Hohenheim saw Fitzgerald grimace. "Nothing in particular, General. It's the waiting. Most of the jobs I've been on in the past, I was the one in charge of the timing. Bloody annoying to be sitting here waiting for one of our eggheads to find what we need."
"Other than that, how do you gauge the situation?"
"Pretty good, actually, if I look at it from the outside. I've managed to keep away from Fathom. She knows I'm here, no doubt of it, but I guess she doesn't want to push things any more than we do. Dr. LaPointe hit it off really well with their astrophysicist, Conley—turns out the two of them have published in some of the same journals and knew each others' work, so they had a common ground. One good thing about the time element is that it's given us a lot of chances for the initial suspicion to die down. Conley and LaPointe are both going over the alien data that they've been getting from the noteplaques. A whole bunch of them turned out to have astronomical-related data on them.

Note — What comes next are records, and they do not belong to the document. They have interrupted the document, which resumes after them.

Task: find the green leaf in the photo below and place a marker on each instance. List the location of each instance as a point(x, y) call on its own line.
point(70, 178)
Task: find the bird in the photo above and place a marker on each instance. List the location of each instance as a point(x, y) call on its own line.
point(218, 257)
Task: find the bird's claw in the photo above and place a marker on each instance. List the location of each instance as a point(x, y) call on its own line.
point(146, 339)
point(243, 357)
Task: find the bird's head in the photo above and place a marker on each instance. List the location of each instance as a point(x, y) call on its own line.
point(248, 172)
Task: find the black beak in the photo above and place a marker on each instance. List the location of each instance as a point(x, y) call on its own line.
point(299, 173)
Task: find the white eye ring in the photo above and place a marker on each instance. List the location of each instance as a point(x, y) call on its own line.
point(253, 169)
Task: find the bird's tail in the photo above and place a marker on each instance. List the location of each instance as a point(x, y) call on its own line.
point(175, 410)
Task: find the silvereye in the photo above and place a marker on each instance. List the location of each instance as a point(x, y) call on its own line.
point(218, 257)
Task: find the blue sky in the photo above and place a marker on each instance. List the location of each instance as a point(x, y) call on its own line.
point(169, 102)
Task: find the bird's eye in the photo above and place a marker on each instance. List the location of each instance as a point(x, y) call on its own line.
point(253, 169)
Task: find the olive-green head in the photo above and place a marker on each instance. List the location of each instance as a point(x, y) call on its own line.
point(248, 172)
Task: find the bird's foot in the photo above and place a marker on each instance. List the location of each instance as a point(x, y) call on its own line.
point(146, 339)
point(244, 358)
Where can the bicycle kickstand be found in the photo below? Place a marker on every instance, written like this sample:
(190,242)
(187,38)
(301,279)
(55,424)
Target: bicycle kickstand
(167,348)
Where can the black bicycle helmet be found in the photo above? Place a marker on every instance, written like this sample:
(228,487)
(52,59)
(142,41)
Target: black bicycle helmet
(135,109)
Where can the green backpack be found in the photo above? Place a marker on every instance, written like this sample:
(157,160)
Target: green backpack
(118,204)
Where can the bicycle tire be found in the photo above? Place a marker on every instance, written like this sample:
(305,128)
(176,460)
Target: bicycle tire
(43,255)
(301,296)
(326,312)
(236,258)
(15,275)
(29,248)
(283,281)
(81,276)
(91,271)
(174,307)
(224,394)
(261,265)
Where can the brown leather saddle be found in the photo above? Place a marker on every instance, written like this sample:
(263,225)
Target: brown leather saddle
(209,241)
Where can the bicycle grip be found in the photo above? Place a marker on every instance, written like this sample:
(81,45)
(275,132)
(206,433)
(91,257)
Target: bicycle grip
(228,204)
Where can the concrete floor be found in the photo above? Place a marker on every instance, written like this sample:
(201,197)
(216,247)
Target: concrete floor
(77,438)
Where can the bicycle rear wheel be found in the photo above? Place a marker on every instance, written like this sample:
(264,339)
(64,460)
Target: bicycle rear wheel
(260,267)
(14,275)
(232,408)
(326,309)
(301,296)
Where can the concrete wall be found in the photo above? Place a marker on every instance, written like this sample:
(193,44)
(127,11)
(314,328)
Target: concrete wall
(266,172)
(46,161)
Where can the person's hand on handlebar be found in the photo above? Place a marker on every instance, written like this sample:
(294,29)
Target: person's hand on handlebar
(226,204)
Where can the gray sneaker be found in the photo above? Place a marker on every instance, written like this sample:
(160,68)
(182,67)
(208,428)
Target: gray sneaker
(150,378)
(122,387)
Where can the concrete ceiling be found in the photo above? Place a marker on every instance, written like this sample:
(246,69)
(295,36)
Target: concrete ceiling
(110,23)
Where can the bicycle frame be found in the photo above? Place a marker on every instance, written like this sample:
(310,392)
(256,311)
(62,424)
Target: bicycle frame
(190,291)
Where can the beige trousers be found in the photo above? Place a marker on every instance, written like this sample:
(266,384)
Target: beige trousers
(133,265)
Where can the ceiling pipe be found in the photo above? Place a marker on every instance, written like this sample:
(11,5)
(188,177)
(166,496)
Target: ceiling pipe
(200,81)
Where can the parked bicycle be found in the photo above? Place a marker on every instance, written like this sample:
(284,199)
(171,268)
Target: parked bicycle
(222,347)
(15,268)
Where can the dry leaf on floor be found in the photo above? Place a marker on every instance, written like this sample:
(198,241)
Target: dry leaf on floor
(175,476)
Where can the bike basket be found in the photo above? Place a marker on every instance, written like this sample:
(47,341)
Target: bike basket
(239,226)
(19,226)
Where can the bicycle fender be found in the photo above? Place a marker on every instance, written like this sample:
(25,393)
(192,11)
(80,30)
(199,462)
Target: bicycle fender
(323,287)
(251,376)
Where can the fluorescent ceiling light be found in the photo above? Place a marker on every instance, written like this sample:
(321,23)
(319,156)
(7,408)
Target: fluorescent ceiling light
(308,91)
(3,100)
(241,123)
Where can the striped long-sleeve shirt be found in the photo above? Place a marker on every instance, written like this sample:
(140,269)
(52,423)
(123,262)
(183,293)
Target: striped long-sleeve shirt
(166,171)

That's a big break, I don't think I need to tell you."
"Indeed it is." The general nodded thoughtfully. While it was A.J. Baker who was credited with the first two discoveries, it was Conley who had discovered the third, and in the long run Hohenheim expected that it would be the astronomers and their allied fields that discovered the best leads to new alien finds. They were, after all, the ones most likely to be studying the right material.